I attribute much of this, perhaps, to insight into teachings on the enlightened nature of all things; the enlightened nature of mind, both the subjective perceiving/processing mind and the objective mind projected in what is perceived by our senses. It's taught over and over again in all schools of Buddhism that our nature is inherently enlightened to the point that it's intellectually meaningless (like many things zen), and requires a non-intellectual realization to push through its meaning (including/especially in zen). And once you do, a lot of the mental stuff doesn't make any sense treating it as what it seems like. 

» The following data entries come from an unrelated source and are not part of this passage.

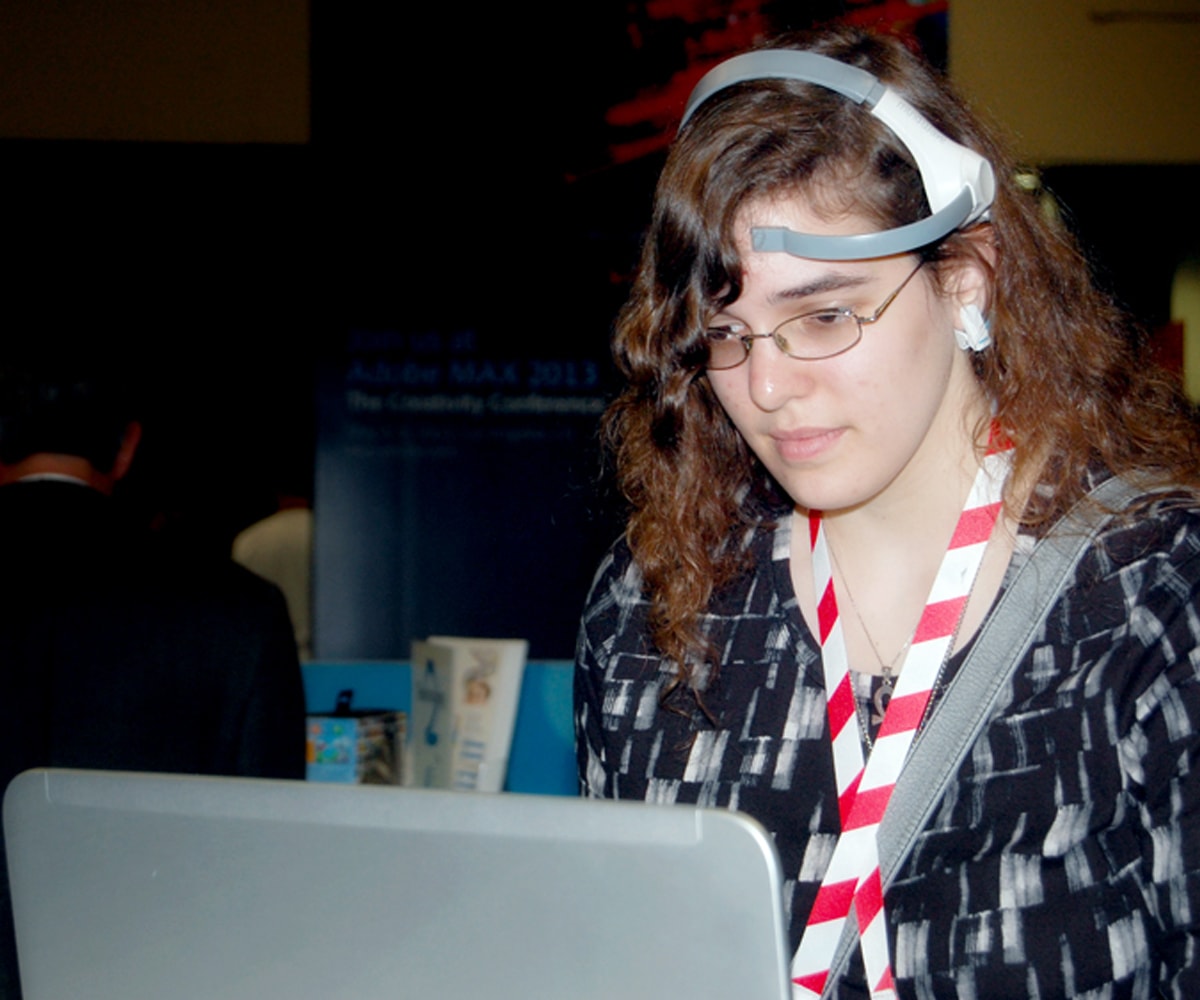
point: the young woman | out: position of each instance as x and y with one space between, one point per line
840 455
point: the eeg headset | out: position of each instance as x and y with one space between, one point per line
959 183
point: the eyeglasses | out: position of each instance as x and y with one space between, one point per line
810 336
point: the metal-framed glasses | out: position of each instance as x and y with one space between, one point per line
810 336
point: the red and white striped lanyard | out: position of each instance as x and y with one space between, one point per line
863 791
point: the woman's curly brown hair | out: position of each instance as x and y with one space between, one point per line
1063 375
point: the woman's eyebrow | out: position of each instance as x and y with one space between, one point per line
829 282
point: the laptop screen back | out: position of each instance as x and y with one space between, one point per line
186 887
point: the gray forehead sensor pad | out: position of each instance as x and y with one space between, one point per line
959 183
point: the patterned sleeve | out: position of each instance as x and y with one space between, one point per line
595 639
1161 754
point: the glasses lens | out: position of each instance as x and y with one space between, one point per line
725 351
819 334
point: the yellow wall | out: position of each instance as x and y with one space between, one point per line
1077 89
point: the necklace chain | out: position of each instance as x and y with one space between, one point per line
882 694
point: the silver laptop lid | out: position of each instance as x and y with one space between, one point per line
185 887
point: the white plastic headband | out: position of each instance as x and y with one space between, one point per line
959 183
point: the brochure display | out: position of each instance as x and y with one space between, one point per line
465 704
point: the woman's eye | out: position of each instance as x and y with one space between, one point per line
725 331
827 317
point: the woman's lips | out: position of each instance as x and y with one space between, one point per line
807 443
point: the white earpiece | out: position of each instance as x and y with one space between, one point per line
973 334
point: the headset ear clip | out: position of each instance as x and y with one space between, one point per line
975 333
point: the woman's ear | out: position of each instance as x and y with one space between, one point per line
969 280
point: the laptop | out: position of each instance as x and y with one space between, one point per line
136 886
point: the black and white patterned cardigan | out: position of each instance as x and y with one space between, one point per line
1063 862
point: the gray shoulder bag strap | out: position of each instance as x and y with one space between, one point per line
973 693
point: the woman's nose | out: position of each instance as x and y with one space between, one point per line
773 376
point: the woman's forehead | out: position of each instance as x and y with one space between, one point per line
801 213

We treat sadness, melancholy and depression as negative things that are undesirable, but that doesn't square with insight into the enlightened nature of reality and all things. To square it requires realizing those undesirable things are still a part of enlightened nature. It's the result-orientation of Mahamudra practice (as opposed to path-orientation of other approaches like zen, none of which are right or wrong; different tools for different people). Sadness, melancholy and depression are all enlightened expression when you don't attach to those concepts being what they seem to be. 

Great! Fine! Faboo! What about "looming"? I don't know. I don't know if I'm facing a reckoning in 2020 or if nothing's going to change despite the perpetual feeling that something has to. I've recently been taking to heart the saying "If you're going through tough times, keep going". Keep going and you will get through it. Just keep going. But then what awaits having gotten through it? The saying assumes an end of the tough times. For me, "getting through it" means being able to end all of this. And it's not end of tough times because of ending it all, it's a positive ending it all because of understanding and fulfillment.

I may be facing a financial reckoning, or looming, with just a few months into summer left of finances if I don't do anything. I got sick of those monetary injections into my bank account. I was begrudgingly willing as long as there were no problems, but the last attempted injection didn't go through, and I'm so sick of it that I'm unwilling to investigate why. If that didn't go through, there's no reason to believe any other will, so just stop. They were humiliating in themselves, but looking into why it didn't go through becomes desperation and defines desire to live. This is a terrible, horrible, insensitive analogy, but it's like I have cancer of the life and those monetary injections were the chemo keeping me alive. But I've gotten to the point I'm unwilling to go through it anymore. If the chemo isn't working, why keep going through with it? It's a terrible analogy, but it's my mindset.

I think I'll also attribute to mindfulness practice that this looming isn't sending me into a mental tailspin as it did before. May the Buddha-fields, the mandalas, be evermore encompassing.